The Ramblers Association (RA), guardian of the right to continue to wear your walking breeches tucked inside your socks, is fighting an important legal case that could have implications for all those who love the outdoors.

It’s all a bit legalistic, as the law tends to be, but basically, landowners were given the right in a High Court case in 1999 to claim there was no right of way under the ‘20-years’ use’ rule if they had a scrap of paper telling their gamekeeper to boot off the great unwashed, even if said gamekeeper never followed the instruction.

Before the 1999 ruling, it had been assumed a right of way came into existence after 20 years of public use unless signs were erected saying that wasn’t the case or the route was barred from time to time, for example.

The RA has been given leave to challenge this decision in the House of Lords, the highest court in England and Wales. The organisation if appealing for donations towards the cost of taking the case to their lordships’ house. See its website if you want more details or to help them out.

You can also read about local authorities’ new powers of issuing Gating Orders.

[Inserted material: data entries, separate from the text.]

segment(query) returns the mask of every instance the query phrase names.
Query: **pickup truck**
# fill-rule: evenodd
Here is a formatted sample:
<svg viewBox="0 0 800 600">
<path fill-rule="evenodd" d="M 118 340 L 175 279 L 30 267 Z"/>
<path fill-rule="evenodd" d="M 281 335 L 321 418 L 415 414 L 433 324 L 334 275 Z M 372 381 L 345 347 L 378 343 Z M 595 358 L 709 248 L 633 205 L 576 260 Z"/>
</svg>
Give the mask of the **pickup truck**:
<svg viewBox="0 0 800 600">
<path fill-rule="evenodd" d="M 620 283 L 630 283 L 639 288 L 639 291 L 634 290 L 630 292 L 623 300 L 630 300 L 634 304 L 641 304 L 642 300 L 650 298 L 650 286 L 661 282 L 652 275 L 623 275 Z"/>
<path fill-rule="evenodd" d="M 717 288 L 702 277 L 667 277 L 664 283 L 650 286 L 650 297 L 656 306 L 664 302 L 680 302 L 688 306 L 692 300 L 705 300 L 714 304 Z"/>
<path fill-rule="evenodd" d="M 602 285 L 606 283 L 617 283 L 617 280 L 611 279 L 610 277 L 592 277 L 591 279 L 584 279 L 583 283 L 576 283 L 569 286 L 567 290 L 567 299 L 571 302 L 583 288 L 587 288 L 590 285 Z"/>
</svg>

We thought that was all about toffs in public schools getting confined to dorm for getting matron up the duff, but apparently, it’s another excuse to take away our liberties in the name of law’n’order. If a council thinks there’s a crime or anti-social behaviour reason for stopping us using a highway, ie a footpath, then they can. So there. Stamp your boots and check out the details at the RA website address above.

While we’re in campaigning mood, check out the ludicrous situation at Vixen Tor on Dartmoor where the owner Mary Alford is still demanding buckets of cash to allow the public to walk to the outcrop they’ve been walking to for years. Both the British Mountaineering Council (BMC) and the Open Spaces Society are working for a solution. You can find more detail at the BMC wesbsite and that of the Open Spaces Society.